自由人女子に一目惚れした天真爛漫ヤンキー
雨上がりの空に一筋の虹。
キラキラ輝くグラウンドを見下ろせる屋上で、アイツを待つ。
昨日から降り続いた雨は止み、景観はキレイ。
「蘭子」
「あ……やっと来た。遅い」
「ははっ!ごめーん。生活指導から逃げててさ。はい、お詫び!」
桜井諒哉がくれたのは、冷たいオレンジジュース。
付き合って1日目の初めてのプレゼント。
「ありがと……」
「蘭子ちゃんもっと笑ってよ~。

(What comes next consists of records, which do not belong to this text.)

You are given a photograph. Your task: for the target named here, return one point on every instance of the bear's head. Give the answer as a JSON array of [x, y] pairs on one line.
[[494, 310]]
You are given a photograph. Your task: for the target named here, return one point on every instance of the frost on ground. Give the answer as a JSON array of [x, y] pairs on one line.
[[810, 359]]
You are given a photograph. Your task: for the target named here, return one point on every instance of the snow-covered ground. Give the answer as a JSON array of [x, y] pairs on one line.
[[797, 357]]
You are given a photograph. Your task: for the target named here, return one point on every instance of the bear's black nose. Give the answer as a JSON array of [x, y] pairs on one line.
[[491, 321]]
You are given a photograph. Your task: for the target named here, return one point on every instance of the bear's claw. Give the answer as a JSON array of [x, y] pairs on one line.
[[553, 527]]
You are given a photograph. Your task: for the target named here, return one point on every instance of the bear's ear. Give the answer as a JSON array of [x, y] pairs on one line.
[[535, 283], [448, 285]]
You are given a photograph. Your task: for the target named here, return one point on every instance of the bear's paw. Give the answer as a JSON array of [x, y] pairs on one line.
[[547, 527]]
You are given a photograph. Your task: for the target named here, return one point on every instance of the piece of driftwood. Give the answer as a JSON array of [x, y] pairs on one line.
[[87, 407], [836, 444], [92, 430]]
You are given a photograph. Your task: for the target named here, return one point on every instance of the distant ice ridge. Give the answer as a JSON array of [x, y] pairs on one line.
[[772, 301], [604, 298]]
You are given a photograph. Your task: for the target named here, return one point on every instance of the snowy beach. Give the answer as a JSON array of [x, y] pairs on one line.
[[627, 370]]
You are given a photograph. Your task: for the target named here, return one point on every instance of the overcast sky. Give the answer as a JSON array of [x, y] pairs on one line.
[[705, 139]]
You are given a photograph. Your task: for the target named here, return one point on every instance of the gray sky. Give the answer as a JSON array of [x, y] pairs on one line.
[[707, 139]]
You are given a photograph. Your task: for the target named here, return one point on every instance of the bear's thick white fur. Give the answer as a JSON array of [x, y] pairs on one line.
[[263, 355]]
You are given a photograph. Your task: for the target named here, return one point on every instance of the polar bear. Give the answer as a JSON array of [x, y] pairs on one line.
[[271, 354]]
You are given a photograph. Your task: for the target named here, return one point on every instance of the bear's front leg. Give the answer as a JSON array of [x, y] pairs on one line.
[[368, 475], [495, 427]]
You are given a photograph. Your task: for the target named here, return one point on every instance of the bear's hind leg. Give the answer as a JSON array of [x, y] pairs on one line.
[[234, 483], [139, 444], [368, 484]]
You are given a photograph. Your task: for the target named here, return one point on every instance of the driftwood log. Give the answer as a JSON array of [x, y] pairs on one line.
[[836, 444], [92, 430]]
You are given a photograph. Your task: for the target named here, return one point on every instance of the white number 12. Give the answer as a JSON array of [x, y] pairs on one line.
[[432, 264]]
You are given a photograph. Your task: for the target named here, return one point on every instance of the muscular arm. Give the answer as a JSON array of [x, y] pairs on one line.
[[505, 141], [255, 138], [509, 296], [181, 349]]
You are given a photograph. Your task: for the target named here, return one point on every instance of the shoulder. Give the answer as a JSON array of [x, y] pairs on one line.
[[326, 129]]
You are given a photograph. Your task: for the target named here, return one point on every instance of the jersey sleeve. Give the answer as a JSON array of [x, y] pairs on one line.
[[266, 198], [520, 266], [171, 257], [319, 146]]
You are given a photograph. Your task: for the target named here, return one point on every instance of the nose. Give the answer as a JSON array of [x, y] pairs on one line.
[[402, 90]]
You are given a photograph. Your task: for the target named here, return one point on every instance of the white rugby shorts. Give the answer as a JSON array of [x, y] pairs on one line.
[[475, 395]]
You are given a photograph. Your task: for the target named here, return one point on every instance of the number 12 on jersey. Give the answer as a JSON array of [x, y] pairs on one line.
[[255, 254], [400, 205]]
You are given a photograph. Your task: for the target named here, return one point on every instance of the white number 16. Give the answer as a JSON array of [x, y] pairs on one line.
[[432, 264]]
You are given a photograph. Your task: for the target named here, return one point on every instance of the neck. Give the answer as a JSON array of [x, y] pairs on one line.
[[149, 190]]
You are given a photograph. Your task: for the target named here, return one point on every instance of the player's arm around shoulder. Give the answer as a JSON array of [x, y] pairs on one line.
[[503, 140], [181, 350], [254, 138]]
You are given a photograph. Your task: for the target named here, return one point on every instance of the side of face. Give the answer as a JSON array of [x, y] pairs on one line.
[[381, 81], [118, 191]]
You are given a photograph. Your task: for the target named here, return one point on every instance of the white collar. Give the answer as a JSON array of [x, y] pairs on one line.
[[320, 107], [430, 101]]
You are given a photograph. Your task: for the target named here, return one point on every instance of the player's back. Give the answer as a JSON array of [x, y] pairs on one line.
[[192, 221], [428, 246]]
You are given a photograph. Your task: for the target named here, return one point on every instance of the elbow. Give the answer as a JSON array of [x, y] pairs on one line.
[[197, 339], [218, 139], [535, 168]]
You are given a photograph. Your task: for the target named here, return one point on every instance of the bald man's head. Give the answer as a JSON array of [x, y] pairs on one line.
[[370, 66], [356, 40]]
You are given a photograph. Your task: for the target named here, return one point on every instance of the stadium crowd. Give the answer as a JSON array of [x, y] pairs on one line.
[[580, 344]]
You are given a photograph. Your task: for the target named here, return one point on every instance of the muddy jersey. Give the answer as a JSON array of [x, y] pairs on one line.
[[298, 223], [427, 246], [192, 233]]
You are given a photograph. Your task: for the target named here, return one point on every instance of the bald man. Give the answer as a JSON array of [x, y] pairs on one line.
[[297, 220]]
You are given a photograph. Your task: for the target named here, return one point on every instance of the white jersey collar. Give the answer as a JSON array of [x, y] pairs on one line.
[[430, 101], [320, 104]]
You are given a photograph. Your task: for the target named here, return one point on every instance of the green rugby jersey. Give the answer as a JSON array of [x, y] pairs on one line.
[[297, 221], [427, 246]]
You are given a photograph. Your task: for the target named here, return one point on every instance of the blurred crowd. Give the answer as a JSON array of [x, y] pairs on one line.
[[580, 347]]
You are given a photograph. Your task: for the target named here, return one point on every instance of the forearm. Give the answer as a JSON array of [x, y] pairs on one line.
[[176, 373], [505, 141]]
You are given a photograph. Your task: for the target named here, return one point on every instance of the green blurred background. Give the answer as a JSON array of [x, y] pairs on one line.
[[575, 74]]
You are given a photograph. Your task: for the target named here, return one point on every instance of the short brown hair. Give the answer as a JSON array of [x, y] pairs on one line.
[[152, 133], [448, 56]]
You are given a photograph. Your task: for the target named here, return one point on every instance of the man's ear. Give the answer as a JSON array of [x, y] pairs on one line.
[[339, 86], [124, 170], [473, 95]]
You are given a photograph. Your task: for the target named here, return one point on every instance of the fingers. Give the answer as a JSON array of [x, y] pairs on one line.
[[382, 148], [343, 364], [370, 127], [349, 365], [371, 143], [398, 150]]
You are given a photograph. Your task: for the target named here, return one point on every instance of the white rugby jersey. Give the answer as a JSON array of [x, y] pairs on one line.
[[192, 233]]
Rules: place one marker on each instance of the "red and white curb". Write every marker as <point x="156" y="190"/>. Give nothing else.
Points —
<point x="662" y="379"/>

まだ俺に慣れてないしょ?」
「全く慣れてない」
「直球にも程があるー!んー……でもこれからゆっくり時間作ろ」
そう言ってあたしの頭を撫でた。
頭撫でられることさえ、まだ慣れないな……。
内心は嬉しいのに素直に喜べなくて、冷たい女って思われる。
もうちょっとだけ可愛い女になりたい。
「蘭子!虹!虹出てるよ!」
「知ってる。……諒哉」
「……へ?い、いいい今、諒哉って呼んだ!?もっかい!もっかい呼んで~!」
ゆっくり進ませる恋も、自由人なあたしらしくていいかも。